Books | Philosophy | The Road To Wigan Pier

mapsofmeaning Date: 26/11/2016
I first came across Jordan Peterson because of the controversy that ensued after he made a few videos about gender pronoun use and new amendments to laws coming into place in Canada (Law C16).

What has come to pass lately (2016) is simply fascinating. I have watched every video that he has made and I am now attempting to read his book.

I think this guy is the real deal. I don't mean just his courage to stand in the face of overwhelming opposition or his ability to clearly argue and articulate the utter stupidity of the proposed amendments to Law C16. But I feel that his level of analysis into to the human psyche is something I haven't come across in any living academic or philosopher.

He wipes the floor with the likes of Sam Harris or Daniel Dennett. Ok, Sam is a moron, Dennett is more respectable but still... he goes deeper by an order of magnitude.

Notes - Introduction

  • It was not socialist ideology that posed the problem, then, but ideology as such.
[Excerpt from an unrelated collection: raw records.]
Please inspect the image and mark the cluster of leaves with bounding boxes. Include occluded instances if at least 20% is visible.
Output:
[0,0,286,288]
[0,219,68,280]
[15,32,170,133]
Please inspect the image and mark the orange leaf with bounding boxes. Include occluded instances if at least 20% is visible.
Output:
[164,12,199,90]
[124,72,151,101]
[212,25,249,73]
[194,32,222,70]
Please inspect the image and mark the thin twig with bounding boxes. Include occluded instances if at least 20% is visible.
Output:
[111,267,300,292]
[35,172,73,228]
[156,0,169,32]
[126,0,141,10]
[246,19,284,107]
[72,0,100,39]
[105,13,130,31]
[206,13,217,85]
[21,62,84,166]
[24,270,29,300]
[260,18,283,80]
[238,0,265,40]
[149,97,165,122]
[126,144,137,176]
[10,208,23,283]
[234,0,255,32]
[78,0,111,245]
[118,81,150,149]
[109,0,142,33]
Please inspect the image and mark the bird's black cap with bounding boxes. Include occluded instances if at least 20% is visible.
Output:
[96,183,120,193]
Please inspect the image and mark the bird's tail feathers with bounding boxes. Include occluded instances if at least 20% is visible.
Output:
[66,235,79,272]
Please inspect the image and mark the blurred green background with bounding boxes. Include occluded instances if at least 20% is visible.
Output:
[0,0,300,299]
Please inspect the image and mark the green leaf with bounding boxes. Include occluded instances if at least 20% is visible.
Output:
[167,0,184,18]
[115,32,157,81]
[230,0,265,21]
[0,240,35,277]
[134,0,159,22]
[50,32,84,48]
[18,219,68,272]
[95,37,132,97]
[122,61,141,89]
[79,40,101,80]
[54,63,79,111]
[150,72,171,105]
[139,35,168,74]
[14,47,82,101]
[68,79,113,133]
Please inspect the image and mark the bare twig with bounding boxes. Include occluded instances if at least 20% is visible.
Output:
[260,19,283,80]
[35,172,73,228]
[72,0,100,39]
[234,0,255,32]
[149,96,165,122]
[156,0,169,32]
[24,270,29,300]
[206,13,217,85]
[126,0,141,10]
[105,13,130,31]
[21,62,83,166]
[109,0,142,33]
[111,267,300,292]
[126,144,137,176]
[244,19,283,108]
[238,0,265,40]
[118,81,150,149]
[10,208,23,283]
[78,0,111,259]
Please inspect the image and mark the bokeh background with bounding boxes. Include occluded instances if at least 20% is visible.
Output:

Ideology divided the world up simplistically into those who thought and acted properly, and those who did not. Ideology enabled the believer to hide from his own unpleasant and inadmissible fantasies and wishes
  • What people valued, economically, merely reflected what they believed to be important. This meant that real motivation had to lie in the domain of value, of morality . The political scientists I studied with did not see this, or did not think it was relevant.
  • The truly appalling aspect of such atrocity did not lie in its impossibility or remoteness, as I had naively assumed, but in its ease. I was not much different from the violent prisoners—not qualitatively different. I could do what they could do (although I hadn't).
  • The world can be validly construed as a forum for action, as well as a place of things. We describe the world as a place of things, using the formal methods of science. The techniques of narrative, however—myth, literature and drama—portray the world as a forum for action. The two forms of representation have been unnecessarily set at odds, because we have not yet formed a clear picture of their respective domains. The domain of the former is the objective world—what is, from the perspective of intersubjective perception. The domain of the latter is the world of value—what is and what should be, from the perspective of emotion and action.
  • MAPS OF EXPERIENCE

  • The world can be validly construed as forum for action, or as place of things. The former manner of interpretation -more primordial, and less clearly understood-finds its expression in the arts or humanities, in ritual, drama , literature and mythology. The world as forum for action is a place of value, a place where all things have meaning.
  • We need to know four things:

    what there is,

    what to do about what there is,

    that there is a difference between knowing what there is,

    and know ing what to do about what there is and what that difference is.
  • Everything is something, and means something— and the distinction between essence and significance is not necessarily drawn.
  • The medieval man lived, for example, in a universe that was moral—where everything , even ores and metals , strived above all for perfection.
  • It was the great feat of science to strip affect from perception, so to speak, and to allow for the description of experiences purely in terms of their consensually apprehensible features.
  • Religion for the pre-experimental mind was not so much a matter of faith as a matter of fact— which means that the prevailing religious viewpoint was not merely one compelling theory among many.